Network survivability provided at the optical layer is a desirable feature in modern high-speed networks. For example, the wavelength division multiplexed (WDM) self-healing ring (or SHR/WDM) provides a simple and fast optically transparent protection mechanism against any single fault in the ring. Multiple self-healing rings may be deployed to design a survivable optical mesh network by superposing a set of rings on the arbitrary topology. However, the optimum design of such a network requires the joint solution of three subproblems: the ring cover of the arbitrary topology (the RC subproblem); the routing of the working lightpaths between end node pairs to carry the offered traffic demands (the WL subproblem); and the provisioning of the SHR/WDM spare wavelengths to protect every line that carries working lightpaths (the SW subproblem). The complexity of the problem is exacerbated when software and hardware requirements pose additional design constraints on the optimization process. The paper presents an approach to optimizing the design of a network with arbitrary topology protected by multiple SHRs/WDM. Three design constraints are taken into account, namely, the maximum number of rings acceptable on the same line, the maximum number of rings acceptable at the same node, and the maximum ring size. The first objective is to minimize the total wavelength mileage (working and protection) required in the given topology to carry a set of traffic demands.

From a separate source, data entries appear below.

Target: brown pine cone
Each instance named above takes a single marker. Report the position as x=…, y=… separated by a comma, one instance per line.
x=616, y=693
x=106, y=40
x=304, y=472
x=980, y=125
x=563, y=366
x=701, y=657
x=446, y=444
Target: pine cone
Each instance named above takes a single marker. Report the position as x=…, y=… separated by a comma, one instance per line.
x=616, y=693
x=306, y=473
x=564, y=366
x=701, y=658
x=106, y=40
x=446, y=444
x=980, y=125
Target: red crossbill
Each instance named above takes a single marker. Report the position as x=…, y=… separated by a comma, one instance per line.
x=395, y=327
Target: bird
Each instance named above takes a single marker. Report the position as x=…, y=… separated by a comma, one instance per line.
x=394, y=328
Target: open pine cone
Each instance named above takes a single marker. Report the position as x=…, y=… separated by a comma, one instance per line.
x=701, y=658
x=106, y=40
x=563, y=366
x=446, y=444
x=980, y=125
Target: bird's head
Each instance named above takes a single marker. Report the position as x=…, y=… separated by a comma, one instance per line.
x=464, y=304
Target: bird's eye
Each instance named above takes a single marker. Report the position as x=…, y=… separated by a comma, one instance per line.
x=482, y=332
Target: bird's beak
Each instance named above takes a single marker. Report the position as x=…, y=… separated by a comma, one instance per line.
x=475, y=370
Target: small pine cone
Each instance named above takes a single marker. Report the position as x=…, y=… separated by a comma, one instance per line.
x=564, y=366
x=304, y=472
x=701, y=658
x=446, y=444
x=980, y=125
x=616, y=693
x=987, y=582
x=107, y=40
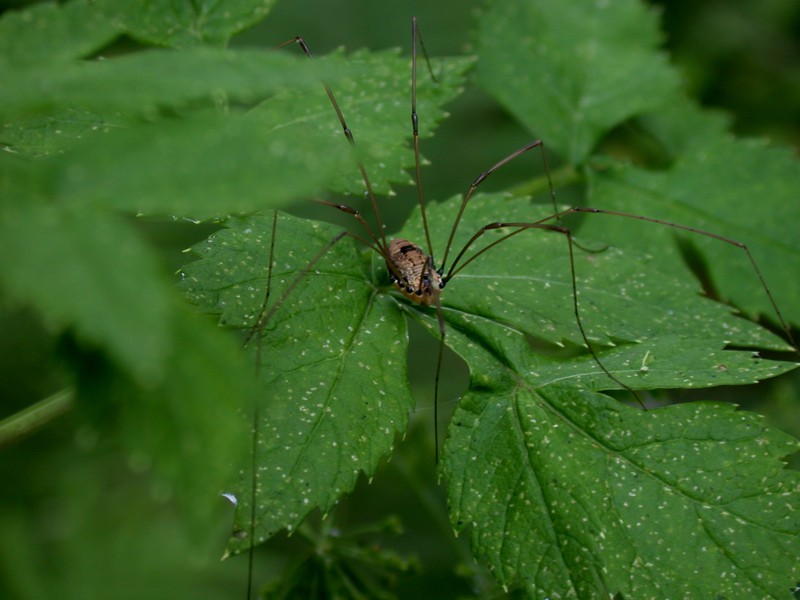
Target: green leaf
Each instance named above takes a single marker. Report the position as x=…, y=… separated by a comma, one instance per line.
x=572, y=73
x=572, y=494
x=326, y=413
x=333, y=354
x=95, y=276
x=142, y=83
x=376, y=109
x=658, y=331
x=742, y=190
x=50, y=33
x=184, y=23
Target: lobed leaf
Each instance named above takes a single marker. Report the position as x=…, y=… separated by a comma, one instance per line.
x=572, y=494
x=742, y=190
x=571, y=74
x=50, y=33
x=331, y=362
x=184, y=24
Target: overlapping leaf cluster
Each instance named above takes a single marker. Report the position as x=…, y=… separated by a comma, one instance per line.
x=565, y=491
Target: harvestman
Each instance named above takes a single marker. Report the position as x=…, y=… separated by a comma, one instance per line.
x=413, y=271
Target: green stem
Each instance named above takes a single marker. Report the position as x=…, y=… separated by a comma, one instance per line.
x=17, y=426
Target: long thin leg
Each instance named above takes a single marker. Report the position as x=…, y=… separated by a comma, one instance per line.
x=415, y=35
x=349, y=135
x=519, y=228
x=482, y=177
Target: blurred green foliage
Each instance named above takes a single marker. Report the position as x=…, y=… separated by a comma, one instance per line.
x=82, y=516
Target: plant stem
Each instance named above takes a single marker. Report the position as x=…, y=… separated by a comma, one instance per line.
x=17, y=426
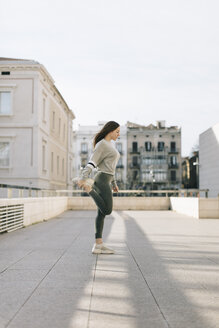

The exact definition of the problem is given based on an integer linear programming (ILP) formulation that takes into account the design subproblems and constraints and assumes ubiquitous wavelength conversion availability. To circumvent the computational complexity of the exact problem formulation, a suboptimal solution is proposed based on an efficient pruning of the solution space. By jointly solving the three design subproblems, it is numerically demonstrated that the proposed optimization technique yields up to 12% reduction of the total wavelength mileage when compared to solutions obtained by sequentially and independently solving the subproblems. The second objective is to reduce the number of wavelength converters required in the solution produced by the ILP formulation. Two approaches are proposed in this case that trade the required wavelength mileage for the number of wavelength converters.